Determination of simulation parameters in Monte Carlo ray tracing for radiative flux density distribution simulation

Determining appropriate simulation parameters in Monte Carlo Ray Tracing simulation, including receiver pixel size, micro-heliostat size and the number of rays, according to scene parameters, such as receiver size, heliostat size, slope error and slant range, can improve simulation accuracy while maintaining simulation efficiency. By means of simulation experiments and data fitting, the effects of simulation parameters on simulation accuracy and efficiency are studied in this paper. First, two evaluation metrics about the flux peak stability and distribution accuracy are proposed and the appropriate receiver pixel size, namely 0.1 m×0.1 m, is determined based on these metrics. Then, the optimal micro-heliostat size, namely 0.05 m×0.05 m, is determined under the condition of ensuring the flux distribution accuracy and simulation efficiency.
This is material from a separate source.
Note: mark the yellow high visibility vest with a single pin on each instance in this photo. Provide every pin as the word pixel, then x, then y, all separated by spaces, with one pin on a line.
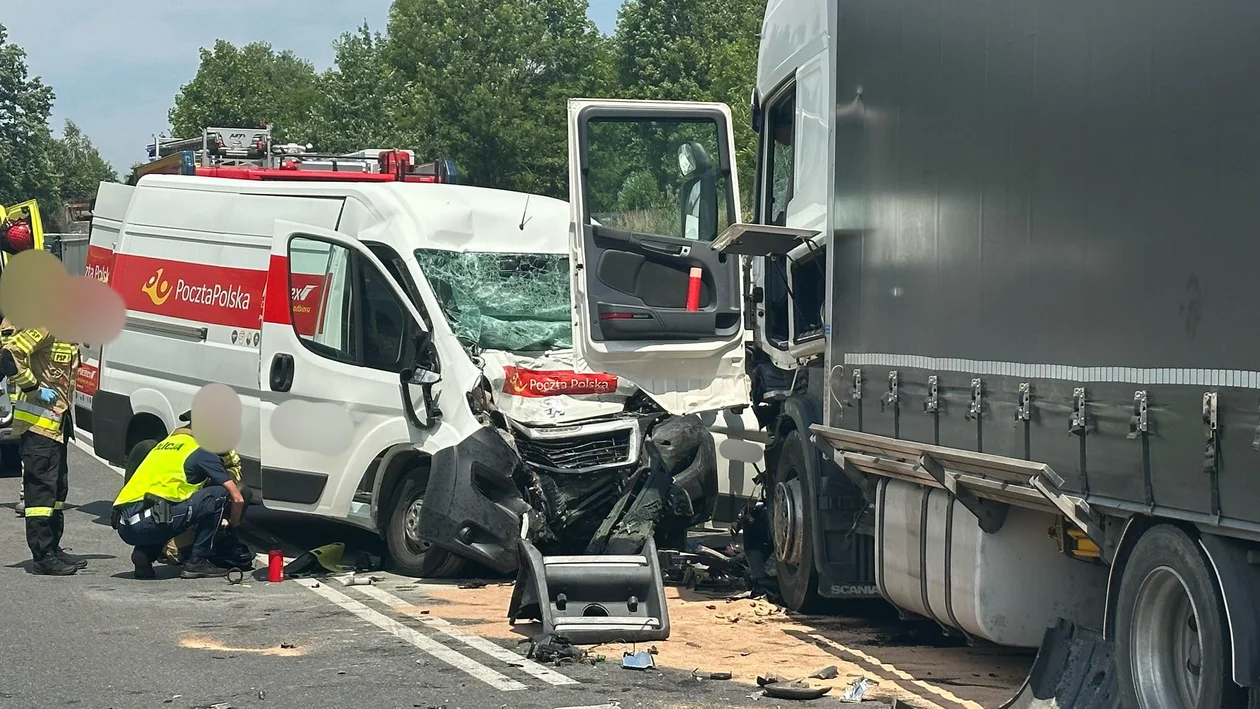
pixel 161 472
Finally, when the flux distribution deviation converges to an acceptable value, the empirical functions between the minimum number of rays and the scene parameters are obtained for single-heliostat simulation and heliostat field simulation, respectively. The minimum number of rays is proportional to the area of the reflected ray cone base in single-heliostat simulation and is related to the cylindrical receiver radius and height in heliostat field simulation. The results are validated using practical heliostat field.